A CBF é a entidade de administração do futebol brasileiro.
Sob sua administração, eclodiu o escândalo de arbitragem, em 2005, que ficou conhecido como “máfia do apito”.
O Poder Judiciário do Estado de São Paulo condenou a CBF, solidariamente, dentre outros réus na ação, a indenizar o montante de R$ 160 milhões à sociedade brasileira, para depositar no Fundo Especial de Reparação de Interesses Difusos Lesados.
Da decisão ainda cabe recurso.
Se a CBF é culpada, se o valor é exorbitante, se o Inter merecia o título do Corinthians… nada disso chama tanto a atenção para o episódio do que a estratégia de defesa protagonizada pelos advogados da entidade.
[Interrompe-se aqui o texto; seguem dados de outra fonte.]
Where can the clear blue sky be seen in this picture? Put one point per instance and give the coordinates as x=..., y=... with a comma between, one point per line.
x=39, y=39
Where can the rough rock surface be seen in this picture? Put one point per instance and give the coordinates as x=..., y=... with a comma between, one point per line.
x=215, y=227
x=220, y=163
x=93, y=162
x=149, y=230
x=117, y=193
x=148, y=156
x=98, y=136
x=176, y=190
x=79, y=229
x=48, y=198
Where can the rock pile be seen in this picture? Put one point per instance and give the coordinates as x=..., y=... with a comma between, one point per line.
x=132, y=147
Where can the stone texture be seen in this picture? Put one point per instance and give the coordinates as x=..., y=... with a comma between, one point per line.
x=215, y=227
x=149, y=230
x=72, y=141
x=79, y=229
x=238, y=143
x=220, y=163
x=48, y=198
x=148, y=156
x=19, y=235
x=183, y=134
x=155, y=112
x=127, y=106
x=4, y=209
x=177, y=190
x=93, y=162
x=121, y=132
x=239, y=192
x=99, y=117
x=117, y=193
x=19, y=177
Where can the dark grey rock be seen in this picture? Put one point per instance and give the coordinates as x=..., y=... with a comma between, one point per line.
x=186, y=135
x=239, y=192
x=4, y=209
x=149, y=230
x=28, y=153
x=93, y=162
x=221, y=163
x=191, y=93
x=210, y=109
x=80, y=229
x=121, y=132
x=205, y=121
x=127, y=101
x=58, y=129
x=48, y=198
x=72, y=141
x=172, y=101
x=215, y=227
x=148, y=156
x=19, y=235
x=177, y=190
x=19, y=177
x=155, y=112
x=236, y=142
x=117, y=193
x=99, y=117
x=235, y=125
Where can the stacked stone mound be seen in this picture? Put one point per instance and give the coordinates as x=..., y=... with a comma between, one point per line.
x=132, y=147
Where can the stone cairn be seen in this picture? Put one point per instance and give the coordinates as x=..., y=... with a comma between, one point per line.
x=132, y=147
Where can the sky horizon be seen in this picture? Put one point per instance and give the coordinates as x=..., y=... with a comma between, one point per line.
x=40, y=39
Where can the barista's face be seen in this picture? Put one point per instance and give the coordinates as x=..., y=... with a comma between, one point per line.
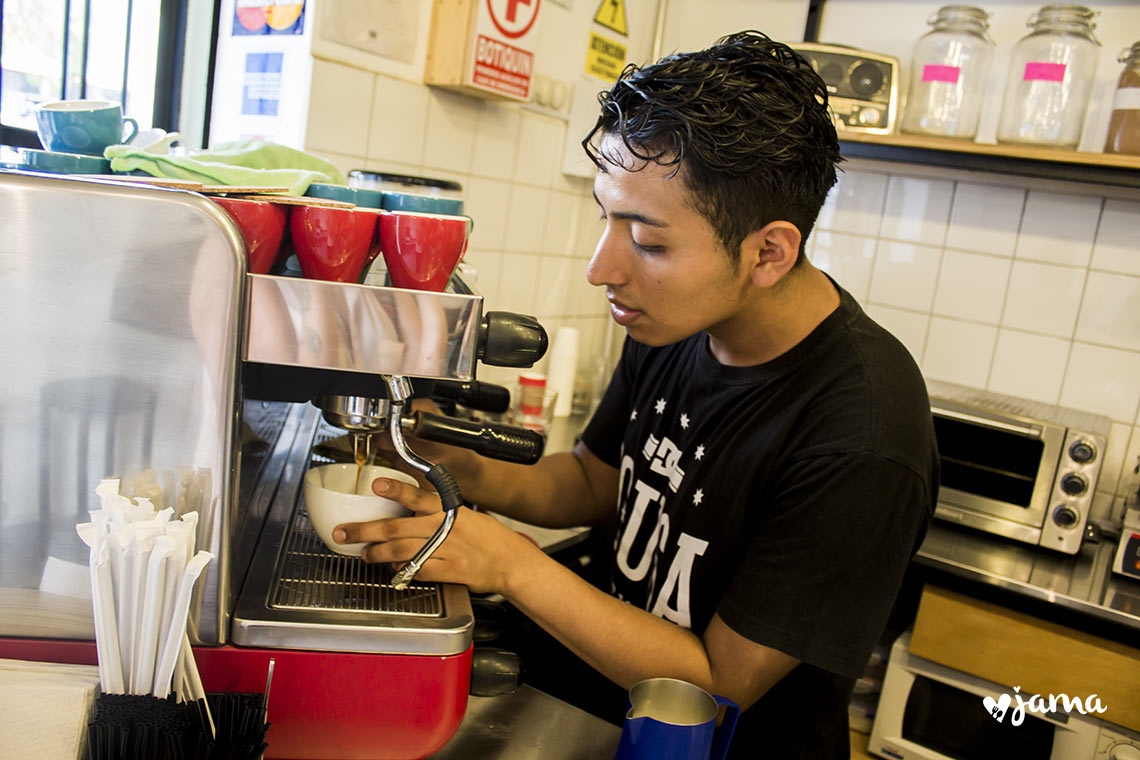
x=665, y=272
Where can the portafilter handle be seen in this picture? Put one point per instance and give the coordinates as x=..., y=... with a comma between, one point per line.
x=399, y=391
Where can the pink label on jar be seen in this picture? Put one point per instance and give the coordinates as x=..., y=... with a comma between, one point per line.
x=935, y=73
x=1035, y=70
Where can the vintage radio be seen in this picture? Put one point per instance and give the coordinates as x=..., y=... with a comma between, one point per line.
x=862, y=87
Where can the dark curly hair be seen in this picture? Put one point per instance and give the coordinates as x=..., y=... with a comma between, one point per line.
x=744, y=122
Algumas pérolas da linha afirmam que o “futebol é desprovido de interesse social relevante”, que é o “ópio do povo”, que ” paixão nacional não passa de slogan publicitário para vender cerveja e receptor de TV, que não corresponde à realidade”, e que o “escândalo foi um acontecimento “banal, irrelevante, do qual quase ninguém se lembra”.
Inúmeras ofensas à racionalidade, bom senso e competência técnica foram cometidas nessa linha de defesa, sendo que a maior delas foi acreditar que o Poder Judiciário brasileiro é um apêndice da própria CBF, tal qual foi, durante muito tempo, o TJD da entidade.
Também demonstram desconhecimento e/ou mau uso de argumentos jurídico-esportivos, como aqueles originários da Constituição Federal, da Lei Pelé, dentre outras fontes normativas.
Uma leitura básica e atenta de um advogado, preocupado em construir a defesa de seu cliente sem afrontar o bom senso de um homem médio – o que dizer então de um Juiz que deve ser convencido do contrário – levaria aos tópicos a seguir.
Segundo a Lei 9615/98, a Lei Pelé, no artigo 2º, “o desporto, como direito individual, tem como base os princípios:
III – da democratização, garantido em condições de acesso às atividades desportivas sem quaisquer distinções ou formas de discriminação;
V – do direito social, caracterizado pelo dever do Estado em fomentar as práticas desportivas formais e não-formais;
VII – da identidade nacional, refletido na proteção e incentivo às manifestações desportivas de criação nacional;
VIII – da educação, voltado para o desenvolvimento integral do homem como ser autônomo e participante, e fomentado por meio da prioridade dos recursos públicos ao desporto educacional;
IX – da qualidade, assegurado pela valorização dos resultados desportivos, educativos e dos relacionados à cidadania e ao desenvolvimento físico e moral;
XI – da segurança, propiciado ao praticante de qualquer modalidade desportiva, quanto a sua integridade física, mental ou sensorial;
XII – da eficiência, obtido por meio do estímulo à competência desportiva e administrativa.”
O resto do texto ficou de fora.